Different bands of Kalispel, discussed as two divi-sions—Upper Kalispel and Lower Kalispel—occupied ancestral territory in present-day northern Idaho, southern British Columbia, northwestern Montana, and northeastern Washington. A lake at the heart of their homeland bears their French name with an alternate spelling, Pend Oreille, as does a river flowing west of the lake. The Kalispel also lived along the Clark Fork to the east of the lake. The Bitterroot Range, part of the Rocky Mountain chain, rises up in Kalispel country.
The Kalispel depended heavily on fishing in the waterways that were part of the Columbia River network winding along the Columbia Plateau to the Pacific Ocean. They supplemented their diet by hunting small game and gathering wild plant foods. They lived in cone-shaped dwellings constructed over pits. (First they dug circular holes; they set poles around the edges of the holes, their tops leaning against one another; they covered the framework with branches, grass or cedar bark, and earth.) The Kalispel, like other Interior Salishan tribes, are classified as PLATEAU INDIANS. They eventually adopted some of the cultural traits of PLAINS INDIANS living to the east, in particular horse-mounted buffalo hunting.
The Lewis and Clark Expedition encountered the Kalispel in 1805. The North West Company established trading posts on Pend Oreille Lake and Clark Fork in 1809. In later years, the American Fur Company, founded by John Jacob Astor, also developed the fur trade with the Kalispel. A Jesuit priest by the name of Father Pierre Jean de Smet established a mission among them in 1844 and ensured the continuing tradition of friendly relations between the Kalispel and Euroamericans. He also worked among the FLATHEAD, neighboring Salishans.
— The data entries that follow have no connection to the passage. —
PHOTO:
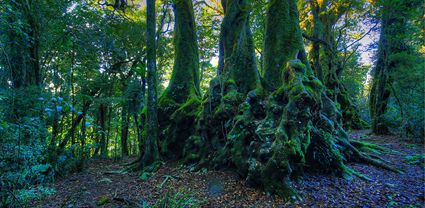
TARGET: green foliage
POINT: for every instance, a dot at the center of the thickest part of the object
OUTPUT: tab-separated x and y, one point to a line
179	199
417	159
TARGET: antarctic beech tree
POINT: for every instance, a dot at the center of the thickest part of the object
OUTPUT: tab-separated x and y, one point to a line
328	66
270	137
184	81
392	49
280	43
182	94
238	46
151	152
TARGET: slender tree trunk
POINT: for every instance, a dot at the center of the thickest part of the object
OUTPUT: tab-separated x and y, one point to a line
151	153
124	130
102	122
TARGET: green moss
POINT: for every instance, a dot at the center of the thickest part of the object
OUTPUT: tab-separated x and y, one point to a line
102	200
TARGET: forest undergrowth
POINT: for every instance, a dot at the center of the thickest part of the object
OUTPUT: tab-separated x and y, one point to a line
103	183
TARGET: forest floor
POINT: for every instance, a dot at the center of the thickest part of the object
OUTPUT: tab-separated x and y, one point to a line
103	182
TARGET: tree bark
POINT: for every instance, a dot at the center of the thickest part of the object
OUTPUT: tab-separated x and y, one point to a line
282	41
239	54
151	153
392	41
184	81
124	130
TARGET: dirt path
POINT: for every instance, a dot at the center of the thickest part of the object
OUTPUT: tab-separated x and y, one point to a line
102	181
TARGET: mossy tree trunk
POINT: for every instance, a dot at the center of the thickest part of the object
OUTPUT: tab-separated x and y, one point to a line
392	41
270	137
282	41
24	48
124	130
238	44
327	65
182	96
185	76
151	152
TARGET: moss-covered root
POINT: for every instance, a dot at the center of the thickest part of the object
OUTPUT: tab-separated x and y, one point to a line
368	158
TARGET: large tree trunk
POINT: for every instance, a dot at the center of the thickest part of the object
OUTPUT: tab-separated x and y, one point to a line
151	153
328	66
270	137
181	97
282	41
239	56
185	76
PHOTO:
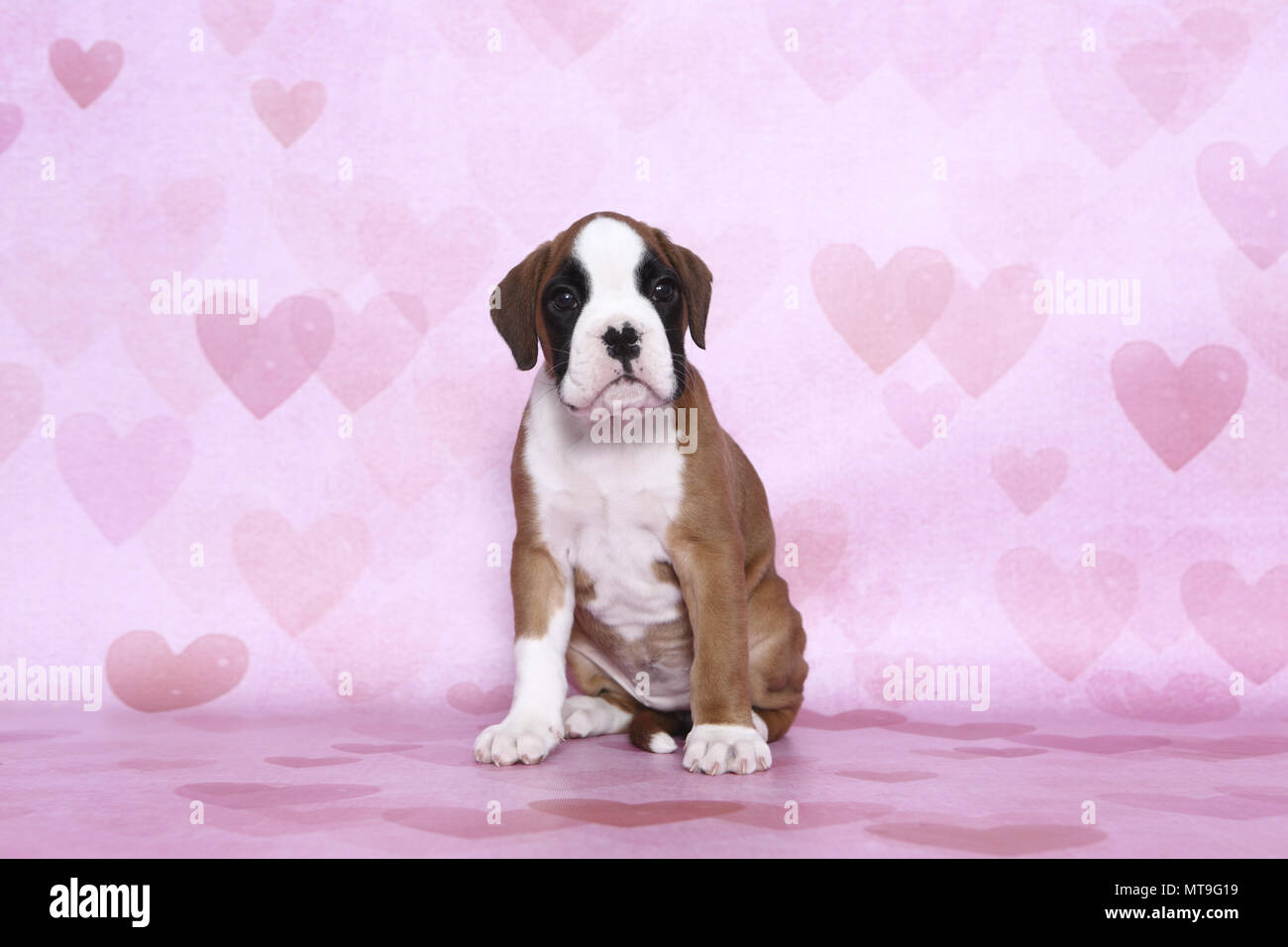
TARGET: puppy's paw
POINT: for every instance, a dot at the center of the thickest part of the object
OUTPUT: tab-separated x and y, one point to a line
516	740
713	749
589	716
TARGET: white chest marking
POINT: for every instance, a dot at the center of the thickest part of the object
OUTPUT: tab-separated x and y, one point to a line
604	509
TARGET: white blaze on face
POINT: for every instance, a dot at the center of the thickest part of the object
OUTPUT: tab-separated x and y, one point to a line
609	252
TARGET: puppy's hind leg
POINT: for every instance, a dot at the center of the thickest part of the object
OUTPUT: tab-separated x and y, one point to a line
656	731
590	716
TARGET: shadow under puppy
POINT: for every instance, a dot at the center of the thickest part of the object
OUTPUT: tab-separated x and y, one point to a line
644	557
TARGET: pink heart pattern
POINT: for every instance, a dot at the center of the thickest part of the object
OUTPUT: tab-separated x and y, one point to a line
287	114
1030	480
1247	198
1245	625
237	22
145	674
881	313
300	578
1177	411
84	75
121	482
1068	618
265	363
986	331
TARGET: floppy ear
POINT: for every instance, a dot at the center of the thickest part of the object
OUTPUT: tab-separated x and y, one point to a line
697	286
514	307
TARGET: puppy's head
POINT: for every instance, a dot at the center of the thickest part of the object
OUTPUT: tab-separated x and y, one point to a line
608	302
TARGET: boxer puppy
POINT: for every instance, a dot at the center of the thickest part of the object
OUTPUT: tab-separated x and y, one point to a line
643	567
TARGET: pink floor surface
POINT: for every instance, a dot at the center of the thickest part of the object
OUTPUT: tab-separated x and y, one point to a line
868	783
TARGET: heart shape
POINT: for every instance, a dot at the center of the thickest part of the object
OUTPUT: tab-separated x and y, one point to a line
1091	98
1245	626
20	405
1159	618
372	348
881	313
376	650
1176	71
1185	698
121	482
1253	298
263	364
84	75
1030	480
567	31
441	263
287	114
1252	208
300	578
986	331
1068	618
837	44
236	22
1177	411
143	672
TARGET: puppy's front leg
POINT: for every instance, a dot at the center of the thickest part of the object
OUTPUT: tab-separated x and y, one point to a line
542	622
724	738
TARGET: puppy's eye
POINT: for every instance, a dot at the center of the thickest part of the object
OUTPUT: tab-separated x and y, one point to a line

After having signed a treaty in 1855 with the federal government, the Kalispel were settled on the Kalispel and Colville Reservations in Washington and on the Flathead (or Jocko) Reservation in Montana.
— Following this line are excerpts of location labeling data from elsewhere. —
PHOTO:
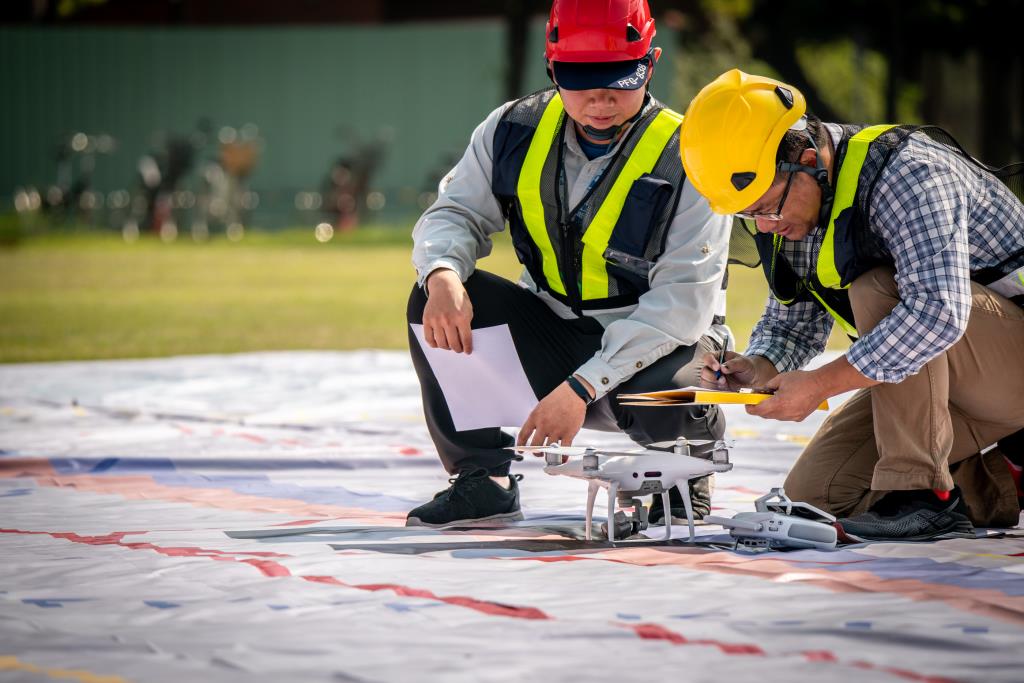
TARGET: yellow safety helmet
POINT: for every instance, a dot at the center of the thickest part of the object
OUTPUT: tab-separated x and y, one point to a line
731	133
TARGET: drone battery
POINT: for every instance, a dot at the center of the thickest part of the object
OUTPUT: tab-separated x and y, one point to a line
815	532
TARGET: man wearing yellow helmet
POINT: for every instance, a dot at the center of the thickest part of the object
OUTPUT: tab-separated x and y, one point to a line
916	251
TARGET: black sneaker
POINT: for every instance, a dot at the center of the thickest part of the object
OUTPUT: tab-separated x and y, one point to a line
910	515
700	491
472	500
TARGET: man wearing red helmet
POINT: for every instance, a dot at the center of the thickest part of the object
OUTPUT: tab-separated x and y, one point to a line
624	263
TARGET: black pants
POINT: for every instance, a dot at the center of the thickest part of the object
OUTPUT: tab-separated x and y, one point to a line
550	349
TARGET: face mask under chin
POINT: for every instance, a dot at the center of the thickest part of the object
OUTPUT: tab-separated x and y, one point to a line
603	134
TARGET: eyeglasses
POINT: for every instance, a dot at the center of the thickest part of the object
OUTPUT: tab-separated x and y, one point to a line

In 1872, another agreement was signed with a band of Kalispel living in the Bitterroot Mountains of Idaho and Montana for their relocation to the Flathead Reservation in Montana. Their principal chief, known as Charlot, after a French trader, resisted passively through oratory, excuses, and delays. White officials declared Charlot’s rival Arly the new chief. Arly took 71 members of the band to the reservation with him. The rest—several hundred—stayed with Charlot in their ancestral valley. In 1884, the Indian agent Peter Ronan took Charlot to Washington, D. C., in order to negotiate a compromise. Neither side budged. In the following years, with continuing non-Indian expansion, many in Charlot’s band made the move to the reservation. Charlot and his most faithful held out until 1890, when troops were sent in to relocate them by force.
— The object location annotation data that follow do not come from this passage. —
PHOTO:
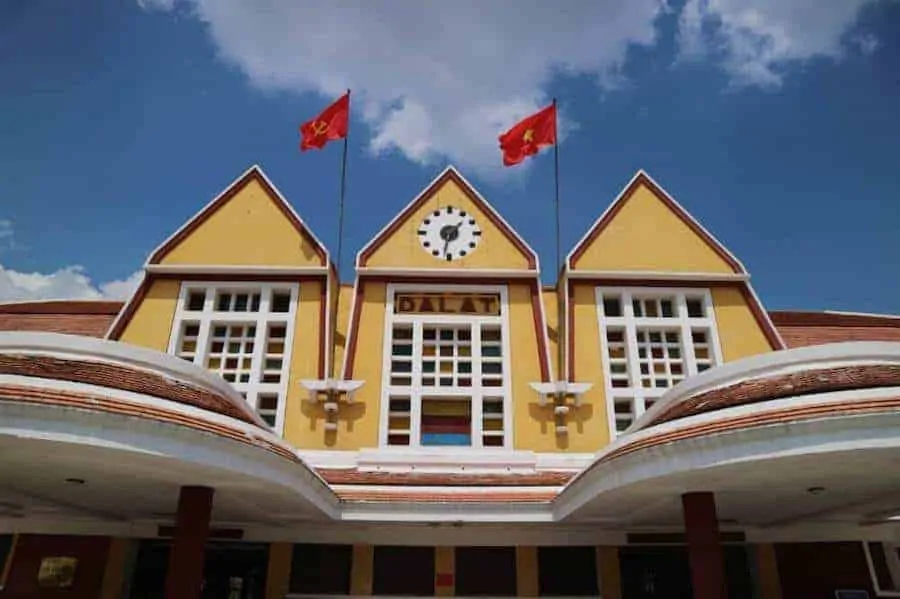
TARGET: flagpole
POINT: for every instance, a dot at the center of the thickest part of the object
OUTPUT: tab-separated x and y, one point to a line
560	304
337	293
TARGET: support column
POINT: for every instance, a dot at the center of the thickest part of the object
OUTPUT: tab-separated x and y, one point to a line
704	546
609	572
185	572
278	573
527	581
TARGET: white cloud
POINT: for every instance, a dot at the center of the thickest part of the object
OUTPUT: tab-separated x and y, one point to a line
7	236
432	79
156	4
70	282
442	79
867	43
759	39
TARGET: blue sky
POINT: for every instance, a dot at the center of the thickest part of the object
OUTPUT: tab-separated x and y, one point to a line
774	122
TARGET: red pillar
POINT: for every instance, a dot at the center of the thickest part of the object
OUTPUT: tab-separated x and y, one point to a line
704	547
185	572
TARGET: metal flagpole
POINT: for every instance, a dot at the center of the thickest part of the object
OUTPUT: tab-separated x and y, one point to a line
560	304
337	292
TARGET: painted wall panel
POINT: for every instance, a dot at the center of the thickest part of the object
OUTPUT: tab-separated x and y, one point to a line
151	324
740	334
646	235
248	229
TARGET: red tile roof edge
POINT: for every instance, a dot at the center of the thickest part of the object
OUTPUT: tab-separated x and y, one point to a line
799	318
351	476
62	307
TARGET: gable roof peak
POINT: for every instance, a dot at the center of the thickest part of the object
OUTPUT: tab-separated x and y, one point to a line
449	172
254	172
642	177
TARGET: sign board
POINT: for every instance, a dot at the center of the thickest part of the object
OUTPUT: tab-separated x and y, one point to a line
475	304
57	572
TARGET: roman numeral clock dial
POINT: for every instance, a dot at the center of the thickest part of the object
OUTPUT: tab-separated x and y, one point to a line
449	234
Present-day Kalispel are seeking to purchase additional land for redevelopment. Community development programs among the Kalispel include the Camas Institute, which provides educational, counseling, and health facilities. Patients have access to both modern medicine and traditional healing techniques. Profits from the tribally run Northern Quest Casino are now helping fund the institute.